Performance perplexities: Help! Where do I start?
Got a problem? Here are 12 simple questions to ask yourself before you ask others
Where should you start with a performance problem, and what information should you collect if you are going to ask for help? This month Adrian presents his cold-start guide to get you going. (1,900 words)
I have a performance problem. What do you need to know to help me?
I see a lot of questions
from users or administrators who have decided that they have a
performance problem but don't know where to start or what
information to provide when they ask for help. I have seen e-mail
from people who just say "my system is slow" and give no additional
information at all. I have also seen 10-megabyte e-mail messages
with 20 attachments containing days of
iostat reports, but with no
indication of what application the machine is supposed to be
running. In this section, I'll lead you through the initial
questions that need to be answered. This may be enough to get you on
the right track to solving the problem yourself, and it will make it
easier to ask for help effectively.
1. What is the business function of the system?
What is the system used for? What is its primary application? It could be a file server, database server, end-user CAD workstation, Internet server, or embedded control system.
2. Who and where are the users?
How many users are there? How do they use the system, and what kind of work patterns do they have? They might be a classroom full of students, people browsing the Internet from home, data entry clerks, development engineers, real-time data feeds, batch jobs. Are the end users directly connected? From what kind of device?
3. Who says there is a performance problem? What is slow?
Are the end users complaining, or do you have some objective business measure like batch jobs not completing quickly enough? If there are no complaints, then you should be measuring business-oriented throughput and response times, together with system utilization levels. Don't waste time worrying about obscure kernel measurements. If you have established a baseline of utilization, business throughput, and response times, then it is obvious when there is a problem because the response time will have increased, and that is what drives user perceptions of performance. It is useful to have real measures of response times or a way to derive them. You may get only subjective measures -- "it feels sluggish today" -- or have to use a stopwatch to time things.
4. What is the system configuration?
How many machines are involved; what is the CPU, memory, network, and disk setup; what version of Solaris is running; what relevant patches are loaded? A good description of a system might be something like this: an Ultra2/2200, with 512 MB, one 100-Mbit switched duplex Ethernet, two internal 2-GB disks with six external 4-GB disks on their own controller, running Solaris 2.5.1 with the latest kernel, network device, and TCP patches.

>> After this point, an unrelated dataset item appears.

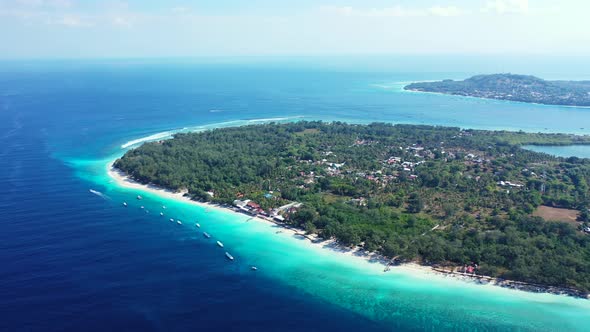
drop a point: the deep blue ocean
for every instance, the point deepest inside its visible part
(72, 260)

5. What application software is in use?
If the system is just running Solaris services, which ones are most significant? If it is an NFS server, is it running NFS V2 or NFS V3 (this depends mostly upon the NFS clients). If it is a Web server, is it running Sun's SWS, Netscape, or Apache (and which version)? If it is a database server, which database is it, and are the database tables running on raw disk or in filesystem tables? Has a database vendor specialist checked that the database is configured for good performance and indexed correctly?
6. What are the busy processes on the system doing?

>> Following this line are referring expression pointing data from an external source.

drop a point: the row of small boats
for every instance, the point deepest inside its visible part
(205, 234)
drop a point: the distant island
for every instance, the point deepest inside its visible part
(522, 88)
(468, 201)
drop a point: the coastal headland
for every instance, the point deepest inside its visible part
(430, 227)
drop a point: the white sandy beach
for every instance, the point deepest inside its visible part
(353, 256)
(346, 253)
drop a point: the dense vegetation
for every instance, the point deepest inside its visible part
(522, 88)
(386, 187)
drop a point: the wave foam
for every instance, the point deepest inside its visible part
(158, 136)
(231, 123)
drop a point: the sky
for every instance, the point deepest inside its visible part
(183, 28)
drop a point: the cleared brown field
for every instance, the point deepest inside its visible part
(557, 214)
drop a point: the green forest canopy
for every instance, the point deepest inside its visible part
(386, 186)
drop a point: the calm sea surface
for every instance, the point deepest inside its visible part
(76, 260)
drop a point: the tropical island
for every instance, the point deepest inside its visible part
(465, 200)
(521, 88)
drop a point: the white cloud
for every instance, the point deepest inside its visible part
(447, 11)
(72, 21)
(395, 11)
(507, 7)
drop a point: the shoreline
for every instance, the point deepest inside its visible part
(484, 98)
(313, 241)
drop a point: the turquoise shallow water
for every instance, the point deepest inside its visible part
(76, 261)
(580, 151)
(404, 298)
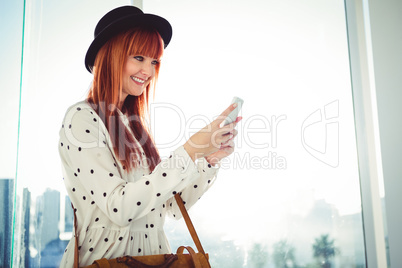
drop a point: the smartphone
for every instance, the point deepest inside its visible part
(233, 115)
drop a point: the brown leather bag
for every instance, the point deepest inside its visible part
(178, 260)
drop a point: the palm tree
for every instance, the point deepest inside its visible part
(324, 250)
(258, 256)
(283, 255)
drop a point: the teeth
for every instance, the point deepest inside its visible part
(137, 79)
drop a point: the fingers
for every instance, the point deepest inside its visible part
(228, 110)
(221, 118)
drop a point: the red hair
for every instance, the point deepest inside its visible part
(104, 96)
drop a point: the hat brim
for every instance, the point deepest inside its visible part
(147, 20)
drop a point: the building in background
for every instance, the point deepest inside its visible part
(6, 217)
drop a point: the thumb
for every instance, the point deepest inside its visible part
(225, 113)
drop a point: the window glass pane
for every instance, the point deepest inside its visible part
(290, 190)
(57, 36)
(290, 193)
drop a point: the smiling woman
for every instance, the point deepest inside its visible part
(289, 61)
(119, 187)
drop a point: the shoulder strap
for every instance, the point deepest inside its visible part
(189, 224)
(183, 211)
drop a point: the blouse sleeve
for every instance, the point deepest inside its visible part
(87, 159)
(205, 177)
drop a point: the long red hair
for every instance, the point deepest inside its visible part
(104, 96)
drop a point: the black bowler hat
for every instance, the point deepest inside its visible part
(120, 19)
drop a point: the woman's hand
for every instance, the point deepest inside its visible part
(213, 138)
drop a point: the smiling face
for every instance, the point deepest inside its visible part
(138, 72)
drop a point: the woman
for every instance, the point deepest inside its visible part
(117, 183)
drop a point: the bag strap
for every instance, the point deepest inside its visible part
(189, 224)
(183, 211)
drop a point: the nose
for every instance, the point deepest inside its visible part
(148, 69)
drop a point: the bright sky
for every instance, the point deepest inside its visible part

A system becomes busy by running application processes; the most
important thing to look at is which processes are busy, who started
them, how much CPU they are using, how much memory they are using, and
how long they have been running. If you have a lot of short-lived
processes, the only way to catch their usage is to use system
accounting. For long-lived processes, you can use the ps command or a
tool such as
symon. A simple and effective summary is to use the old
Berkeley version of
ps to get a top 10 listing, as shown
below. On a large system, there may be a lot more than 10 busy
processes, so get all that are using significant amounts of CPU so that
you have captured 90 percent or more of the CPU consumption by
Figure 1-0 Example listing the busiest processes on a system
% /usr/ucb/ps uaxw | head USER PID %CPU %MEM SZ RSS TT S START TIME COMMAND adrianc 2431 17.9 22.63857628568 ? S Oct 13 7:38 /usr/dist/pkgs/framemaker,v4.0/bin/sunxm.s5.sparc/maker adrianc 666 3.0 14.913073618848 console R Oct 02 12:28 /usr/openwin/bin/X :0 -dev /dev/fbs/ffb0 defclass TrueColor defdepth 24 root 6268 0.2 0.9 1120 1072 pts/4 O 17:00:29 0:00 /usr/ucb/ps uaxw adrianc 2936 0.1 1.8 3672 2248 ?? S Oct 14 0:04 /usr/openwin/bin/cmdtool -C root 3 0.1 0.0 0 0 ? S Oct 02 2:17 fsflush root 0 0.0 0.0 0 0 ? T Oct 02 0:00 sched root 1 0.0 0.1 1664 136 ? S Oct 02 0:00 /etc/init - root 2 0.0 0.0 0 0 ? S Oct 02 0:00 pageout root 93 0.0 0.2 1392 216 ? S Oct 02 0:00 /usr/sbin/in.routed -q
Unfortunately, some of the numbers above run together: the %MEM field shows the RSS as a percentage of total memory. SZ shows the size of the process virtual address space; for X servers this size includes a memory-mapped frame buffer, and in this case, for a Creator3D the frame buffer address space adds over 100 megabytes to the total. For normal processes, a large SZ indicates a large swap space usage. The RSS column shows the amount of RAM mapped to that process, including RAM shared with other processes. In this case, PID 2431 has an SZ of 38576 KB and RSS of 28568 KB, 22.6 percent of the available memory on this 128-MB Ultra. The X server has an SZ of 130736 KB and an RSS of 18848 KB.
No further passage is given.